Archaeologists working in Iraqi Kurdistan have uncovered a remarkably well-preserved 3,000-year-old pottery workshop that is reshaping what researchers know about craft production, urban life, and social organization in the ancient Near East. The discovery — made at the Iron Age settlement of Dinka — offers one of the clearest archaeological records to date of how pottery was produced, fired, and distributed across an early urban community.
According to researchers from the University of Tübingen, the workshop dates to roughly 1200–800 BCE and contains two kilns, ceramic fragments, fuel remains, and layered sediments that together preserve an entire manufacturing chain — from raw clay processing to finished vessels. The findings were recently published in the Journal of Archaeological Science and mark one of the most comprehensive studies of ancient Near Eastern pottery production to date.
For archaeologists, pottery has long been one of the most valuable sources of historical evidence. But while finished ceramics often survive in abundance, the technologies and workflows behind their creation remain far less documented. Production sites are rarely preserved intact, and firing installations — especially those used at relatively low temperatures — tend to erode or vanish entirely over time. That makes the Dinka discovery exceptionally rare, providing a full archaeological snapshot of how Iron Age potters worked, organized labor, and supplied their community.
A Modular, Highly Organized Production System
Lead researcher Dr. Silvia Amicone explains that the outstanding state of preservation allowed the team to combine multiple scientific techniques to reconstruct the entire production process. The team analyzed raw clay, finished vessels, kiln linings, and traces of fuel, revealing a workshop that operated within a structured and modular manufacturing system designed to serve not only the settlement itself, but the wider region as well.

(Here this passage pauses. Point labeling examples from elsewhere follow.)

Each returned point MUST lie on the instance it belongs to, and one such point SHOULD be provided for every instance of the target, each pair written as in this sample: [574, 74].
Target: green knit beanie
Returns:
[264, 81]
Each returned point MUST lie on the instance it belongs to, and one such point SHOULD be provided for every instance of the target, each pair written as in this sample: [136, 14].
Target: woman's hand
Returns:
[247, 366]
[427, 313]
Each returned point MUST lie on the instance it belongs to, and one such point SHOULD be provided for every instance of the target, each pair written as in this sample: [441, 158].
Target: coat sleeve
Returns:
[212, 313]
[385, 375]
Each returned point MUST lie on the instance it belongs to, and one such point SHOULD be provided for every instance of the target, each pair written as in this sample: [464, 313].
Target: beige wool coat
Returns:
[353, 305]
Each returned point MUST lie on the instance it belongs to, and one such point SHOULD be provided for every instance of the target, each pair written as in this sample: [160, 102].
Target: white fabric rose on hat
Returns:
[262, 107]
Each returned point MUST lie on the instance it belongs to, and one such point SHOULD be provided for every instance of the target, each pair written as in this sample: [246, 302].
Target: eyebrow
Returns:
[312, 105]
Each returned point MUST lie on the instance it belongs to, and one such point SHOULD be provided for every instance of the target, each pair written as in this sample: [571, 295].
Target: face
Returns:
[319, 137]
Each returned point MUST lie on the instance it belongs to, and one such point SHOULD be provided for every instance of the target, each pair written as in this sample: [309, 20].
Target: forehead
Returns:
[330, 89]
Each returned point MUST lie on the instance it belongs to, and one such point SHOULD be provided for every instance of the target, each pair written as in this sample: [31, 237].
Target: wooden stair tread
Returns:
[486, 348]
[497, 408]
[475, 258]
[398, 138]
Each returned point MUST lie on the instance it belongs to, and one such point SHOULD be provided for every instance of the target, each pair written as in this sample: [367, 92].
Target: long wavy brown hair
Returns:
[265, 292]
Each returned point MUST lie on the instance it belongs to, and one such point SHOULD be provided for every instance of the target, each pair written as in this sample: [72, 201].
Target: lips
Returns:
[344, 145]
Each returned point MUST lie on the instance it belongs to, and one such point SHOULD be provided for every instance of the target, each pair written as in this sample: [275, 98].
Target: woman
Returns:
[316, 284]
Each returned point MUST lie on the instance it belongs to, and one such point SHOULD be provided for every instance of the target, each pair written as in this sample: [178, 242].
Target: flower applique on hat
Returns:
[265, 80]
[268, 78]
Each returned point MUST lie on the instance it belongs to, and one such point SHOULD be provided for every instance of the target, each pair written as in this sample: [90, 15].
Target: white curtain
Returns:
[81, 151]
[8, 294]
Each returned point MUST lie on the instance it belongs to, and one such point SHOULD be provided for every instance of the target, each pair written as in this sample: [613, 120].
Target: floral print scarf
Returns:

Despite visible differences in vessel shape and decoration, the variations followed standardized patterns rather than random experimentation. This suggests that the pottery was produced through a collective and coordinated system rather than by isolated craftspeople working independently. The workshop appears to have functioned as a central production hub — one that may have been overseen by community authorities or local institutions.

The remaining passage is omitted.